Que dit vraiment l'enquête ?
Une étude menée auprès de 2 000 clubbeurs, commandée par Ray-Ban Meta, met le doigt sur la contradiction dont la scène débat depuis des années. La moitié des sondés affirment que le téléphone gâche le dancefloor. Puis 55 % de ces mêmes personnes reconnaissent en sortir un quand elles dansent. Parmi ces utilisateurs, 60 % se filment avec leurs amis et 34 % publient ou écrivent dans l'instant. Demandez-leur ce qui fait une grande soirée et ils répondent la musique, danser entre amis, se perdre dans la salle. Presque personne ne cite sa pellicule.
Pourquoi les clubs vous retirent-ils le choix ?
Parce que demander gentiment ne suffit plus. Le Fabric et le FOLD à Londres ouvrent des salles sans téléphone. Le nouveau Sankeys a rouvert à Manchester en janvier sans aucun portable sur le dancefloor, son directeur artistique David Vincent jugeant la scène du tout-filmé sans âme et constatant quasiment aucune résistance du public. À Ibiza, le Pikes a étendu sa règle anti-téléphone à toute la semaine. Le discours n'est pas contre la technologie, il est pour la présence. Nick Sheehy, qui programme des soirées au Pikes, le dit sans détour : les meilleures nuits ne se filment pas, elles se vivent.
« L'énergie était nettement meilleure sans téléphone. On se serait cru à une rave à l'ancienne. » - Sam Divine
Une interdiction change-t-elle vraiment la salle ?
Les patrons répondent oui, et pas qu'un peu. Un autocollant sur la caméra à l'entrée suffit à faire passer une salle d'un mur d'écrans levés à un mur de visages, et dès que plus personne ne filme, plus personne ne se sent filmé.
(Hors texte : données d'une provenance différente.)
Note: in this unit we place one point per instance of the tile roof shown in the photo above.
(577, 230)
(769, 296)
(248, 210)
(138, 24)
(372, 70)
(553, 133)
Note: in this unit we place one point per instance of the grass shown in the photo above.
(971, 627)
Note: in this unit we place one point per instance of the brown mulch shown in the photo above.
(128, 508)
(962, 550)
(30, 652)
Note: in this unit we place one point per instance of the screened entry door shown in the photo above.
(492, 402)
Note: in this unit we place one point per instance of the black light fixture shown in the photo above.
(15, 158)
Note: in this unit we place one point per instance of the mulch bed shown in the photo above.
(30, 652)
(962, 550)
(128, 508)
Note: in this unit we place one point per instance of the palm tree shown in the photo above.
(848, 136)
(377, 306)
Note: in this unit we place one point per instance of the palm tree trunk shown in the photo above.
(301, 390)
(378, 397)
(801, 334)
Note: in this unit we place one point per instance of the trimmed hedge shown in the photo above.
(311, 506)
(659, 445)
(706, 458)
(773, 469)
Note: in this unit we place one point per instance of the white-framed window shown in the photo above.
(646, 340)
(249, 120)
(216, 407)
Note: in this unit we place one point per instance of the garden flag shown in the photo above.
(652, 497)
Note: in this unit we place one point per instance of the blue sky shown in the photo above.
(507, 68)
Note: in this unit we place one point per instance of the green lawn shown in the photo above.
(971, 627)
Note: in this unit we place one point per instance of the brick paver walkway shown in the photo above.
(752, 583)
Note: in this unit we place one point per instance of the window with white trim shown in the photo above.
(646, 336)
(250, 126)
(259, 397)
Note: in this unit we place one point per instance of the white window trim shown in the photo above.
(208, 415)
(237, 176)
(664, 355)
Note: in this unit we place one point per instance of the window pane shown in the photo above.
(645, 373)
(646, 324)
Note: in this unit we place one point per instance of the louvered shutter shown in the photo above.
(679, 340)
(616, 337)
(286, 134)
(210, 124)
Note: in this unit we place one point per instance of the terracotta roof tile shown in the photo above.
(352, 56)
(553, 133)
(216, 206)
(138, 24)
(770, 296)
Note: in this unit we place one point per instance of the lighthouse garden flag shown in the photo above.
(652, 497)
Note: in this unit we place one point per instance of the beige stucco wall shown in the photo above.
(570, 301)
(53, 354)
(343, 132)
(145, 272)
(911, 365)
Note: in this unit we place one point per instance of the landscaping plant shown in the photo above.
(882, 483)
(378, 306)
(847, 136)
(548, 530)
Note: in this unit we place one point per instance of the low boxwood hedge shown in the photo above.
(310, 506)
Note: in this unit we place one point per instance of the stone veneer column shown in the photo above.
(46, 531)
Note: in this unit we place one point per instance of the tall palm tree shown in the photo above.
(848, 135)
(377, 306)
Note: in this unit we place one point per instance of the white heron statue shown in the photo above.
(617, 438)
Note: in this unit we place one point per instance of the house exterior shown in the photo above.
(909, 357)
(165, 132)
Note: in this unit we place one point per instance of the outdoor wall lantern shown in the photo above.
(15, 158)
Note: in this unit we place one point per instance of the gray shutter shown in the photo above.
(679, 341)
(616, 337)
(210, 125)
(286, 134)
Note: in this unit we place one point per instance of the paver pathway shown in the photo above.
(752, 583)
Paul Crane, du Kinky Malinki, va jusqu'à dire que se déconnecter est vital pour sauver le clubbing. Il y a une nuance à garder en tête : Tony Truman, de l'O Beach, estime que ces derniers temps presque personne ne brandit son téléphone de toute façon, signe que la culture se corrige peut-être d'elle-même. Quoi qu'il en soit, les clubs qui gravent la règle dans le marbre n'attendent pas de le vérifier.